With the new precision skating system, players will be able to better position themselves in relation to the puck to make sure they have the best angle possible, whether it be on offense or defense. From trying to set up in the slot for the perfect one-timer to moving just a few inches to break up a passing lane, the new skating system allows players to get into any position on the ice possible to make the play.
In addition to skating balance, fixing issues in regards to puck control was also a major point of emphasis during NHL 16’s development. It used to be too easy to maintain control of the puck, and too difficult to knock it away. Now, with NHL 16, player puck control is tuned in a way to make it more realistic than ever, especially when it comes to puck pickups.
“Our old pick up system, we always forced you to glide or stop to pick it up rather than continuing what you were doing or doing what you wanted to do,” Ramjagsingh said. “Now, with the new system we have, you can pick the puck up in stride, you can do a sloppy pick up or go the other way.”

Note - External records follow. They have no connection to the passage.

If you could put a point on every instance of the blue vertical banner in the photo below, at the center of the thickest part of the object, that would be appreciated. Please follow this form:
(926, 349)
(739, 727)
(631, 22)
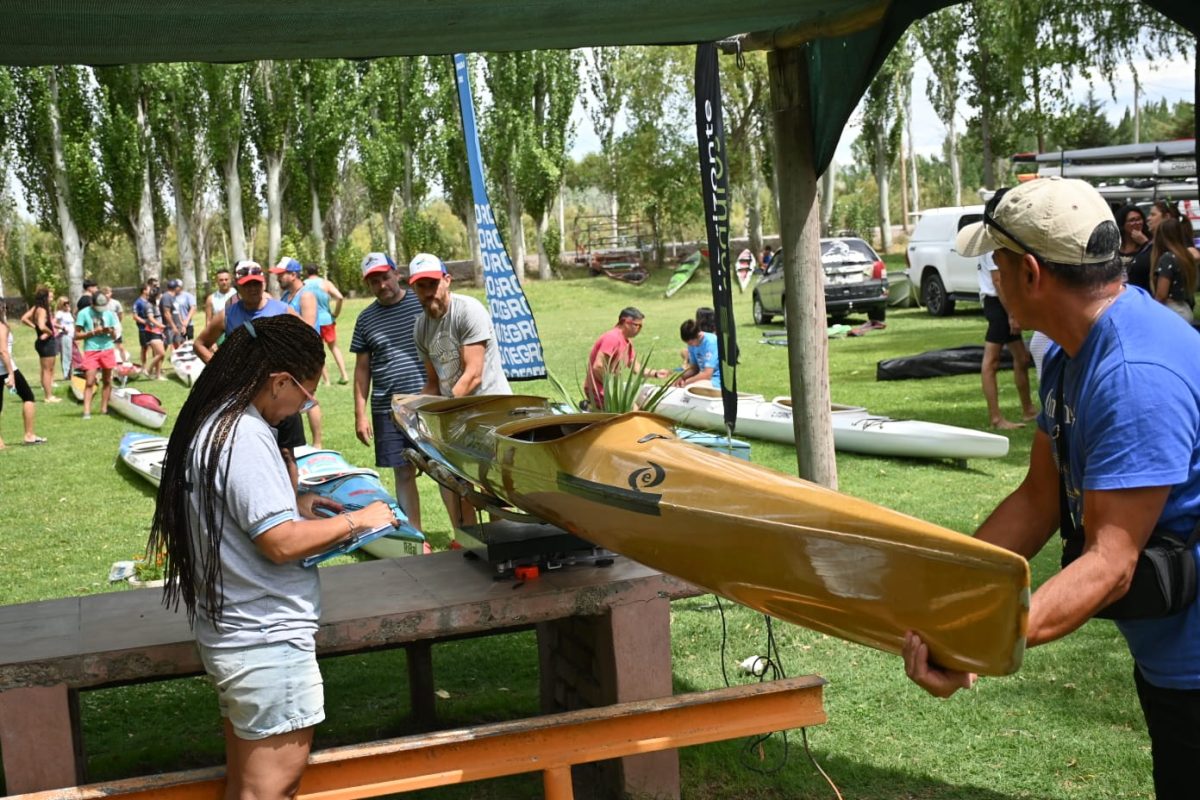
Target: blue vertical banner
(714, 179)
(516, 331)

For defensive poke checks, no more will pucks seem to be magnetic towards an offensive player’s stick. Poke checks will not only effect the puck, but a stick can be jarred loose thanks to a properly executed poke check in NHL 16. It’s a small improvement, but will, undoubtedly, go a long way towards making a more precise in-game experience; one that won’t see game-generated mistakes lead to goals in the net.
“When something goes wrong in the game, it’s more a user mistake as opposed to the game making the mistake,” he said. “[It’s] more responsive as well. We really, really focused on the skating, making it fun to play every position, and that you had the right amount of control that you want so that it felt, as a whole, refined.
“All those details lead to smoother skating, smoother gameplay.”